Rivers Machinery argues that Ala. Code 1975, § 6-2-34, the six-year limitations period for simple contracts, controls. Barclay, on the other hand, contends that § 7-2-725, which limits actions on "contracts for sale" to four years, applies. A reading of § 7-2-725, as well as §§ 7-2-105(1) and 7-2-106(1), reveals that Barclay is correct. Section 7-2-725 provides, in part, as follows:

"(1) An action for breach of any contract for sale must be commenced within four years after the cause of action has accrued. By the original agreement the parties may reduce the period of limitation to not less than one year but may not extend it.
(2) A cause of action accrues when the breach occurs, regardless of the aggrieved party's lack of knowledge of the breach...."

Section 7-2-106(1) states that the term "contract for sale" includes "both a present sale of goods and a contract to sell goods at a future time." Section 7-2-105 describes "goods" as "all things (including specially manufactured goods) which are movable at the time of identification to the contract for sale other than the money in which the price is to be paid, investment securities ... and things in action."

In this case, the sanding attachments are clearly "goods" for which there was a "contract for sale." Section 7-2-725 explicitly states that the cause of action accrues when the breach occurs. Here, that would have been the point at which Barclay refused to pay the invoices for the period of May 5, 1982, through August 23, 1983. Using the latter of those two dates, we conclude that Rivers Machinery's claim is obviously time-barred, as its suit was not filed until December 16, 1987, approximately four months after the four-year limitations period ran.
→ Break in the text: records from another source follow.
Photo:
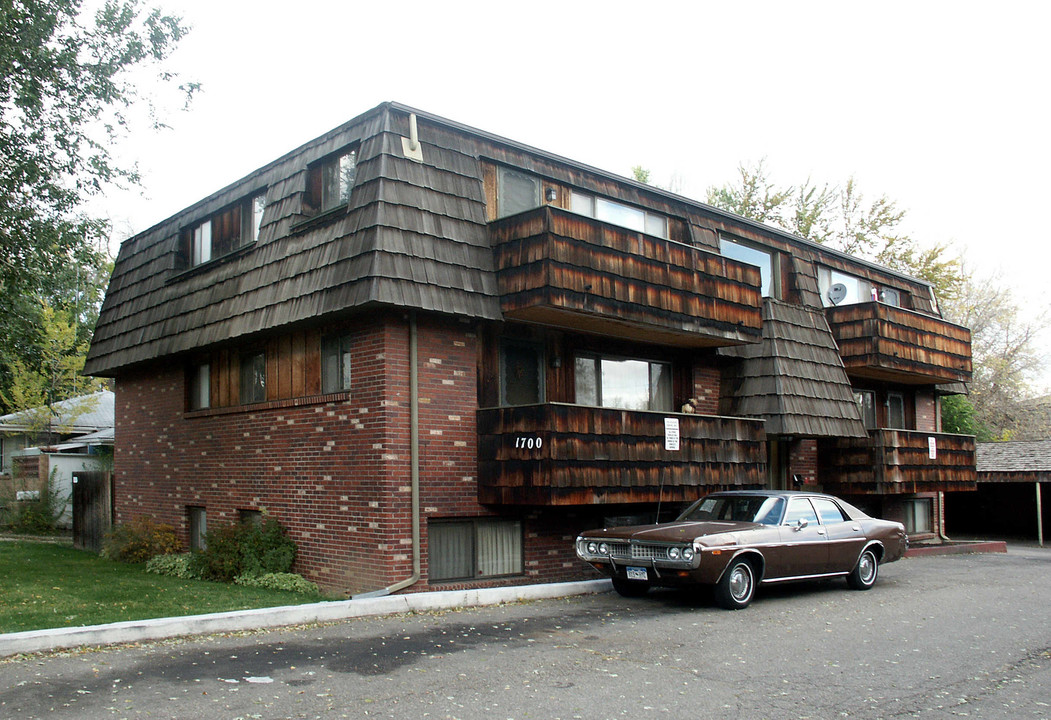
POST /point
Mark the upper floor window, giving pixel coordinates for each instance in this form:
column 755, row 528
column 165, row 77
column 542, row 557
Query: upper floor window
column 335, row 363
column 227, row 230
column 842, row 288
column 623, row 383
column 521, row 373
column 761, row 258
column 619, row 213
column 200, row 390
column 516, row 191
column 253, row 377
column 330, row 181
When the defendant has made a prima facie showing that the statute of limitations defense is applicable, the plaintiff must prove that the action was brought within the limitations period. Cities Serv. Oil Co. v. Griffin, 357 So. 2d 333, 341 (Ala. 1978). Rivers Machinery has not met that burden in this case. Although Rivers Machinery argues that it could not have maintained an action against Barclay until the amount of credit due Barclay was ascertained on July 1, 1987 (the date the $5,000 worth of equipment was sold), we note that, although the full amount of damages may not have been known at the time, the breach occurred August 23, 1983, and the statutory period began running at that time.

Thus, the trial court's summary judgment for Barclay was correct.

AFFIRMED.

HORNSBY, C. J., and MADDOX, ADAMS and HOUSTON, JJ., concur.

NOTES

[1] We note that this appeal would have come within the jurisdiction of the Court of Civil Appeals. See Ala.Code 1975, § 12-3-10; however, rather than transferring this case to that court, we have taken jurisdiction of the case in the interest of expediting the decision and in the exercise of our "general superintendence" of the state's court system. See § 12-2-7(3).